Acknowledging that machine learning was a key trend in supply chain management, along with the value of trusted partners, these leaders also candidly talked about the challenges. Hinton said customers want a better understanding of how to innovate while running their daily business that might be disrupted. “That’s the digital transformation process,” said McCleary. “Innovation something that takes risks… doing things totally differently than in the past.”
Hinton said that internal issues related to people are the biggest force stopping innovation. She called AI the buzzword of the year, but when McCleary pressed her if AI was friend or foe, she answered “yes.”
“How do you gain consensus? How do you build C-suite support for the supply chain function and… how do you convince them there’s a business case to fund these initiatives and help people through change?” asked Hinton. “Within supply chain management, we have to foster and reward innovation, and allow people to take risks.”
McCleary said that if a company’s procurement processes were ready for digital, they were ready for AI. “IoT asset tracking, Big Data benchmarking, supplier risk identification, AI chat bots supporting sourcing, …and machine learning spend classification [are] already advancing the long tail spend management.
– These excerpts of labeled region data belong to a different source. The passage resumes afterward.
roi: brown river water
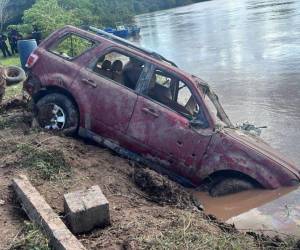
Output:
[136,0,300,223]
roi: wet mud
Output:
[194,187,297,221]
[131,166,202,210]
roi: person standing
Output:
[0,34,11,57]
[8,29,22,55]
[31,25,42,45]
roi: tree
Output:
[0,0,9,31]
[23,0,81,36]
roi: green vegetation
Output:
[17,144,71,181]
[10,221,51,250]
[9,0,203,36]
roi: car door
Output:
[127,66,212,179]
[73,49,142,141]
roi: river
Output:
[136,0,300,165]
[136,0,300,227]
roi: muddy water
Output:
[136,0,300,223]
[136,0,300,165]
[195,187,295,221]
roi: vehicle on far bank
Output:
[24,26,300,196]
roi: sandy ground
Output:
[0,97,296,249]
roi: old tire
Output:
[209,178,255,197]
[4,66,26,86]
[36,93,79,135]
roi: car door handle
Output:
[81,79,97,88]
[142,108,159,118]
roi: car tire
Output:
[36,93,79,135]
[209,178,255,197]
[4,66,26,86]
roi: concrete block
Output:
[64,186,110,234]
[13,175,85,250]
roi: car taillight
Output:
[25,53,39,69]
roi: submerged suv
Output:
[24,26,299,196]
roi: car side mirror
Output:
[190,119,206,128]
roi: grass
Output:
[9,222,51,250]
[17,144,71,181]
[137,212,298,250]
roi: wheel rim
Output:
[45,104,66,130]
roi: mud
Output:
[0,97,30,113]
[0,100,298,249]
[131,166,203,209]
[194,187,297,221]
[0,66,6,104]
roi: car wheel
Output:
[36,93,79,135]
[209,178,255,197]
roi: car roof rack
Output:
[89,26,177,67]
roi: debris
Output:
[237,122,267,136]
[13,175,85,250]
[64,186,110,233]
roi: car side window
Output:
[148,70,199,120]
[92,51,144,90]
[50,34,95,60]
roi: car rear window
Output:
[50,34,96,60]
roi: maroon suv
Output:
[24,26,299,195]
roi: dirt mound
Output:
[0,66,6,104]
[0,105,298,249]
[0,97,29,113]
[131,166,201,208]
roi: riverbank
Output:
[0,85,299,249]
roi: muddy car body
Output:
[24,26,299,195]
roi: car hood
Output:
[223,129,300,180]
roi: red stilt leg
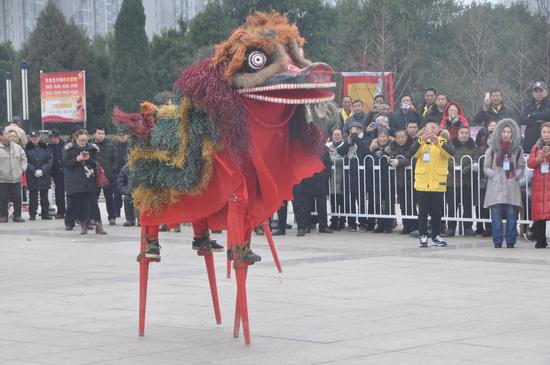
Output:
[237,263,254,345]
[233,295,241,338]
[138,225,149,336]
[203,252,222,324]
[263,221,283,273]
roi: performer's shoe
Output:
[145,240,160,259]
[227,249,262,265]
[193,237,224,252]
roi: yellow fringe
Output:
[132,186,182,214]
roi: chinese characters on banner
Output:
[40,71,86,125]
[342,71,393,111]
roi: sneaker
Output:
[419,236,428,247]
[432,235,447,247]
[145,240,160,259]
[192,237,224,252]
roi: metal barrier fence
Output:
[327,155,532,229]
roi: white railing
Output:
[328,155,532,229]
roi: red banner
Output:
[40,71,86,123]
[342,71,394,111]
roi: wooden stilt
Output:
[263,221,283,273]
[202,251,222,324]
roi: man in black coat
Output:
[294,147,332,237]
[25,131,53,221]
[114,129,128,220]
[474,89,514,127]
[336,122,374,231]
[520,81,550,153]
[48,129,65,219]
[94,128,119,225]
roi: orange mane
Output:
[212,11,304,81]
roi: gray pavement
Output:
[0,206,550,365]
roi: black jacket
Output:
[25,141,53,190]
[301,146,332,195]
[48,140,65,178]
[116,164,132,195]
[63,143,98,195]
[336,133,372,193]
[520,96,550,151]
[115,141,128,173]
[390,110,421,132]
[95,139,119,185]
[474,103,514,127]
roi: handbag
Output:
[95,162,109,187]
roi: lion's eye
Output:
[248,51,267,70]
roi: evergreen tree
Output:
[106,0,154,118]
[18,0,105,131]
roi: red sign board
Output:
[40,71,86,123]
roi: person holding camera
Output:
[439,101,470,140]
[407,122,455,247]
[63,129,105,234]
[520,81,550,151]
[527,122,550,248]
[336,122,374,231]
[390,95,422,134]
[474,89,514,126]
[25,131,53,221]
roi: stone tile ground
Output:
[0,203,550,365]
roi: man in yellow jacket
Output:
[410,122,454,247]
Human workers need to be fully educated… and a strong data foundation is critical for machine learning. You need your CRM and financial systems fully integrated to access all the data required to make strategic decisions.”
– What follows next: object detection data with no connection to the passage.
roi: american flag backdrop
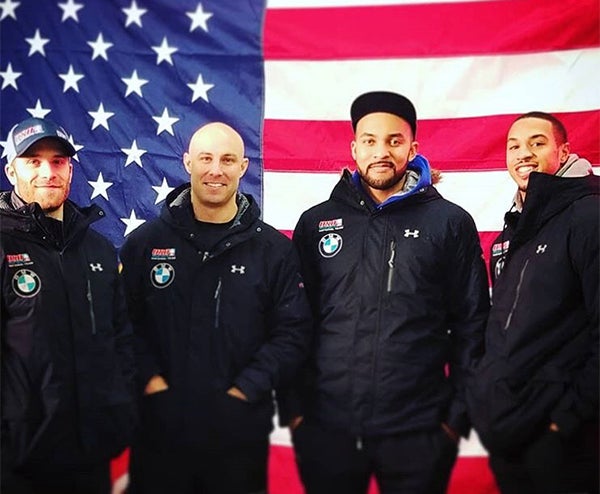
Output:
[0,0,600,494]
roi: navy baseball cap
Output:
[350,91,417,136]
[5,118,77,163]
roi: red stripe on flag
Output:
[264,0,600,60]
[264,110,600,172]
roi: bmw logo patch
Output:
[150,262,175,288]
[319,233,342,257]
[12,269,42,298]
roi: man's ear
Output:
[408,141,419,161]
[183,153,192,175]
[240,158,250,178]
[558,142,571,165]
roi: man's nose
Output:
[374,142,390,159]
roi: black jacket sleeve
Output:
[446,213,490,436]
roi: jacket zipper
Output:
[504,259,529,331]
[87,279,96,334]
[387,240,396,293]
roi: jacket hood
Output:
[338,154,438,210]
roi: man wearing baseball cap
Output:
[0,118,134,494]
[280,91,489,494]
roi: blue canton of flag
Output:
[0,0,265,246]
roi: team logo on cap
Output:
[150,262,175,288]
[12,269,42,298]
[319,233,342,257]
[13,124,44,146]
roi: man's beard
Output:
[360,169,404,190]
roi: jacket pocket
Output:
[466,361,565,455]
[214,391,274,442]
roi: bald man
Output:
[121,123,311,494]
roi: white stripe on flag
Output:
[265,48,600,120]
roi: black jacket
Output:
[121,185,311,446]
[286,164,489,436]
[469,173,600,454]
[0,192,134,469]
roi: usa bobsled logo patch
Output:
[150,247,176,261]
[6,253,33,268]
[492,240,510,257]
[319,233,342,257]
[150,262,175,288]
[12,269,42,298]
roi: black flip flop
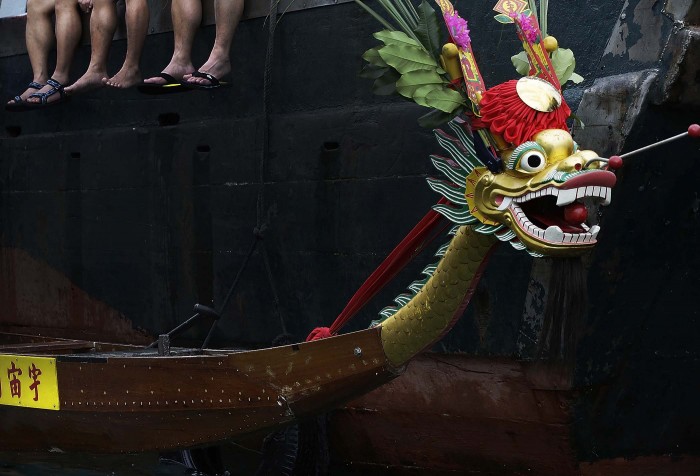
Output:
[5,81,44,112]
[25,78,70,109]
[182,71,229,89]
[136,73,188,95]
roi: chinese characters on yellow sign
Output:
[0,355,59,410]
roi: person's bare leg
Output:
[103,0,149,88]
[66,0,117,94]
[185,0,243,85]
[8,0,56,104]
[144,0,202,84]
[27,0,82,104]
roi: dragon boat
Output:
[0,0,700,474]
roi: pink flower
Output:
[510,13,540,43]
[445,10,472,49]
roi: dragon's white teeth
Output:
[544,226,564,243]
[498,197,513,211]
[557,188,580,207]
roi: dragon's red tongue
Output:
[564,202,588,226]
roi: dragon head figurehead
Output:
[465,129,615,256]
[430,77,616,256]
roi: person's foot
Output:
[143,62,194,85]
[182,58,231,86]
[102,66,141,89]
[26,78,65,105]
[7,80,46,105]
[66,70,107,94]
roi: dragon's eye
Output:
[508,142,547,174]
[518,150,547,173]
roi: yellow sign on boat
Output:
[0,355,60,410]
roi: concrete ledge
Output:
[0,0,353,58]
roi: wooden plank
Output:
[330,354,578,476]
[0,329,396,452]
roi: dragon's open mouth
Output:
[499,186,611,245]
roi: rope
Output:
[202,0,287,348]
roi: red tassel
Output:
[479,80,571,145]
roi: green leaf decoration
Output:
[551,48,576,84]
[372,68,401,96]
[494,13,513,25]
[416,0,442,59]
[411,84,442,107]
[510,51,530,76]
[396,70,445,98]
[379,44,437,74]
[362,47,389,68]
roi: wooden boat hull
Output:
[0,329,398,453]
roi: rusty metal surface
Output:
[0,0,353,58]
[330,354,578,476]
[0,329,396,453]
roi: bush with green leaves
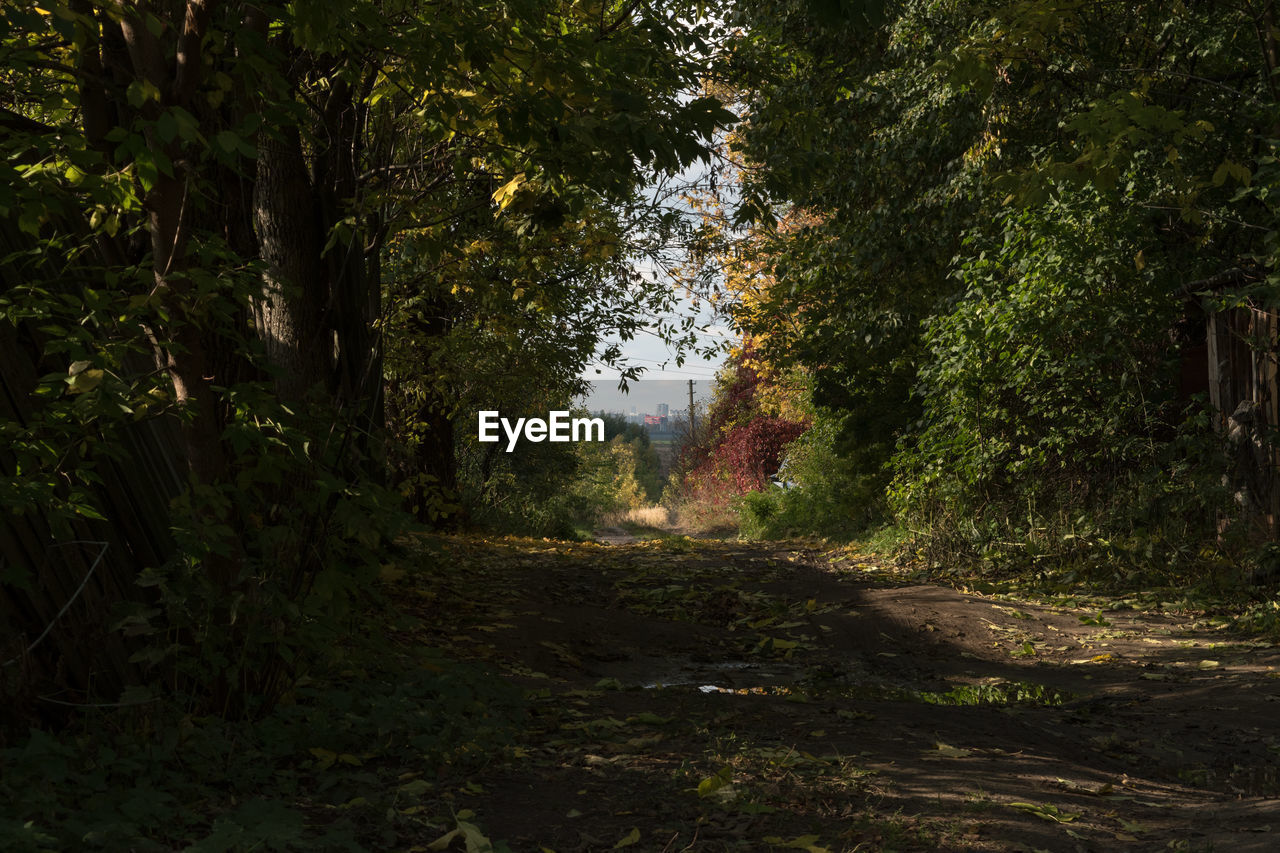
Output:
[737,411,883,539]
[890,192,1222,578]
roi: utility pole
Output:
[689,379,698,442]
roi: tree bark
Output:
[253,127,334,403]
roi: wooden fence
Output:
[1206,292,1280,539]
[0,222,184,722]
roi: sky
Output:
[582,279,735,414]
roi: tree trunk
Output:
[253,127,333,405]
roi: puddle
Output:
[640,661,800,693]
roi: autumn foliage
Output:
[673,353,808,508]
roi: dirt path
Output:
[404,539,1280,853]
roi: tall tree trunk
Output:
[253,127,333,403]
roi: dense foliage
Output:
[0,0,732,715]
[709,0,1280,569]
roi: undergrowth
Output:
[0,555,524,853]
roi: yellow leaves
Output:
[426,811,493,853]
[924,740,973,760]
[1211,158,1253,187]
[493,174,526,213]
[764,835,831,853]
[307,747,364,770]
[64,361,106,394]
[613,826,640,850]
[1009,803,1080,824]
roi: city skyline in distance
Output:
[581,379,716,415]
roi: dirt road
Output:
[404,538,1280,853]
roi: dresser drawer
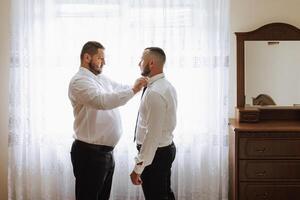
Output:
[239,183,300,200]
[239,160,300,181]
[239,138,300,159]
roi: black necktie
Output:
[133,87,147,142]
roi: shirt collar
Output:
[148,73,165,85]
[79,67,97,78]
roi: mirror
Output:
[235,23,300,108]
[245,41,300,106]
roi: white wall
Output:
[0,0,10,200]
[229,0,300,117]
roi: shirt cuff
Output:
[120,88,134,98]
[133,164,145,174]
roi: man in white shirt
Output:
[130,47,177,200]
[69,41,147,200]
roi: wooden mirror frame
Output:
[235,23,300,108]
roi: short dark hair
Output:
[145,47,166,65]
[80,41,105,60]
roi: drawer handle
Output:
[256,171,267,176]
[255,192,268,199]
[256,147,266,153]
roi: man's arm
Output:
[133,91,167,180]
[71,79,146,110]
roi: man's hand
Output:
[130,171,143,185]
[132,77,149,94]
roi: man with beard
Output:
[130,47,177,200]
[69,41,147,200]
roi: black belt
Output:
[74,140,114,152]
[136,142,174,151]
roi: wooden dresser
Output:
[229,119,300,200]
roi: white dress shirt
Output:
[69,67,134,147]
[134,73,177,174]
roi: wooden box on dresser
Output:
[229,119,300,200]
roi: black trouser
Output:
[141,143,176,200]
[71,140,115,200]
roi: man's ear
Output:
[84,53,91,62]
[149,59,154,68]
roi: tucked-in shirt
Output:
[69,67,134,147]
[134,73,177,174]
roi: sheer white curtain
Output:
[9,0,229,200]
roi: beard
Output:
[89,61,103,75]
[141,64,151,76]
Seamless Buying Vision, User Experience
Darren Koch, chief product officer at SAP Ariba, demonstrated in real time how the company is using data and AI-based pattern recognition to realize the vision of the autonomous network. His example — ordering from his mobile app a replacement microphone for his broken one — brought home the new user experience for enterprises.
“We help companies… get the same consumer-grade frictionless experience in the workplace,” said Koch. “With the world’s biggest business network…we’re bringing together buyers and suppliers to power intelligent commerce. At SAP we have tremendous assets — whether it’s ERP with SAP S/4HANA and SAP Ariba plus SAP Concur plus SAP Fieldglass — coming together to deliver intelligent spend.”
Ken Male, founder and CEO of CXO Nexus, an SAP Ariba partner, joined Koch to show how his company’s intuitive, visual platform gave decision-makers across the C-suite deep visibility into vendor spend.
“We’re enabling companies to be more efficient, applying AI and machine learning to [their] vendor spend to clean and classify data,” said Male. “They can negotiate better with vendors, collaborating on a common platform from a whole view of their spend.”
Give People What They Want and Dream Bigger
Padgett closed the keynote noting that business procurement needed to satisfy the same expectations people have as consumers.
“It may not be starships and robots and androids walking around the hall. It could be as simple as making sure the user gets what they requested. It’s the same experience we have as consumers,” said Padgett. “Intelligence is based on knowledge. We’ve made a huge investment in making sure we bring knowledge into every single application built and delivered by SAP.”
Alluding to last year’s SAP Ariba Live theme of purpose, as well as the $3 trillion of spend transacted annually on Ariba Network, Padgett told the audience that there was even more power in procurement 12 months later.
“We have a responsibility as a community to not just dream, but to execute,” he said. “We want to drive environmental sustainability and ethical business practices. We want to stamp out forced labor from our supply chains. We want to drive indigenously owned businesses and female-owned businesses. We need to dream a little bigger… to harness the creative genius outside of these four walls, the suppliers and partners… We’re not in it to just drive volume, we’re in it to drive value.”